Maxy Junior menjadi salah tingkah. Ia tampak mengelus-elus kepala belakangnya.
"Aku self-satisfaction saja sekali. Habis itu, karena gairah ini terus saja naik dari waktu ke waktu, aku terpaksa menginap di kamar adikku, si Martin Jeremy itu."
Keempat temannya meledak dalam tawa cekikikan mereka. Karena suasana kelas yang lumayan ribut, tidak ada yang begitu memperhatikan mereka.
"Kalau tahu kalian hanya akan menertawakanku, lebih baik tidak usah kuceritakan tadi." Terlihat Maxy Junior berpaling kembali ke depan dengan wajah yang sedikit bersungut-sungut.

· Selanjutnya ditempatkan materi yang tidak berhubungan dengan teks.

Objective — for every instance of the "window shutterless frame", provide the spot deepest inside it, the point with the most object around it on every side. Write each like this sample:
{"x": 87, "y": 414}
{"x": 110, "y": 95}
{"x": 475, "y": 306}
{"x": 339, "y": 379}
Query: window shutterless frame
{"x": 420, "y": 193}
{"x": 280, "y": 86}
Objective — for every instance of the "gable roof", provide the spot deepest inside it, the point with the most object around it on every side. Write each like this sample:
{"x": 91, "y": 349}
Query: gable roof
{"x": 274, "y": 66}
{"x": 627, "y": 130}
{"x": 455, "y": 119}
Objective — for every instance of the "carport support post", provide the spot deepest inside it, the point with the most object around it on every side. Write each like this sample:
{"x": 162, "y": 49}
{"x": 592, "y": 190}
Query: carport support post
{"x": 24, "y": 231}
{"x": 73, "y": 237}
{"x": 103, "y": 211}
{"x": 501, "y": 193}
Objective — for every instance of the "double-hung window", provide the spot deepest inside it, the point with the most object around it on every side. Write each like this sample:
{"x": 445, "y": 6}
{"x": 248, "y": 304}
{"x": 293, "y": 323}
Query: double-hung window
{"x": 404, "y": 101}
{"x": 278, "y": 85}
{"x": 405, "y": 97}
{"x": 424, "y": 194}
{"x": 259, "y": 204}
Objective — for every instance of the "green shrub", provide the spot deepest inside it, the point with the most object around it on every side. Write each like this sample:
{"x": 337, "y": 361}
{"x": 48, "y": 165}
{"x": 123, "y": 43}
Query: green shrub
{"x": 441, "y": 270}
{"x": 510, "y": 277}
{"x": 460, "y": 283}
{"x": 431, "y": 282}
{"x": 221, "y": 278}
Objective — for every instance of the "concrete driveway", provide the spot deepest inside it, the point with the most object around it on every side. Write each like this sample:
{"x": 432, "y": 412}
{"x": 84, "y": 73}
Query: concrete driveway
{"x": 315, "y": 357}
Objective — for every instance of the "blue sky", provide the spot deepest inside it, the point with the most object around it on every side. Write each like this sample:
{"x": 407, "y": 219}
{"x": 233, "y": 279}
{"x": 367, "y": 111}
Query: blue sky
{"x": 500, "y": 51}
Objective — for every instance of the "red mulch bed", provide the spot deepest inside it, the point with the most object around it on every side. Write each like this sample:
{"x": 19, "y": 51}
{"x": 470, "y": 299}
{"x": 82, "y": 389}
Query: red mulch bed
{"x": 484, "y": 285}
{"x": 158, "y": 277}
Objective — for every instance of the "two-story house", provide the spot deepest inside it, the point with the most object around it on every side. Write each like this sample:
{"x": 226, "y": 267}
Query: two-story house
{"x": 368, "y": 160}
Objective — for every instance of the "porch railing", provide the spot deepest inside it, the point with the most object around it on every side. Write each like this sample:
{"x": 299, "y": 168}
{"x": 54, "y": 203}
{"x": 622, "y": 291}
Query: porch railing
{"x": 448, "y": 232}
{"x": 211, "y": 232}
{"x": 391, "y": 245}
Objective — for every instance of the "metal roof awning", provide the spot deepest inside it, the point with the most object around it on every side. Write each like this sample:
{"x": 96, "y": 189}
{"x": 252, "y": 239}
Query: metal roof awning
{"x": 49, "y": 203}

Keempat sahabatnya membujuk-bujuknya lagi. Maxy Junior berpaling lagi ke belakang dan ia menjawab pertanyaan sahabatnya satu demi satu, yang merasa penasaran apa-apa saja yang dilakukannya dengan Natsumi Kyoko selama mereka berduaan di Bali.
***
Menit demi menit berlalu…
Dalam perjalanan balik dari kantor kepala sekolah, kebetulan sekali Natsumi Kyoko juga berpapasan dengan Shunsuke Suzuki yang berjalan berduaan dengan Mary Juniar. Mulanya Shunsuke Suzuki terlibat ke dalam suatu pembicaraan seru dengan Mary Juniar. Mereka terlihat beberapa kali meledak dalam tawa ringan mereka. Namun, ketika mereka berjumpa dengan sosok Natsumi Kyoko di hadapan mereka, tawa ringan langsung lenyap dan pembicaraan seru – entah pembicaraan apa itu – langsung hilang tertiup angin.
"Dari mana, Bang Shunsuke?" tanya Natsumi Kyoko dengan sebersit senyuman manis.
"Dari kantin… Guru bahasa Mandarin tidak datang. Kami hanya diberikan beberapa tugas sederhana. Setelah selesai, kami memutuskan untuk ke kantin diam-diam dan beli beberapa jajanan," jawab Shunsuke apa adanya dengan sedikit cengar-cengir pada wajahnya yang tampan.
"Kau sendiri dari mana?" tanya Mary Juniar kepada Natsumi Kyoko, nyaris tanpa senyum.
"Dari kantor kepala sekolah… Baru saja menyerahkan laporan kas acara pemilihan ketua OSIS beberapa hari lalu…" jawab Natsumi Kyoko masih tersenyum manis.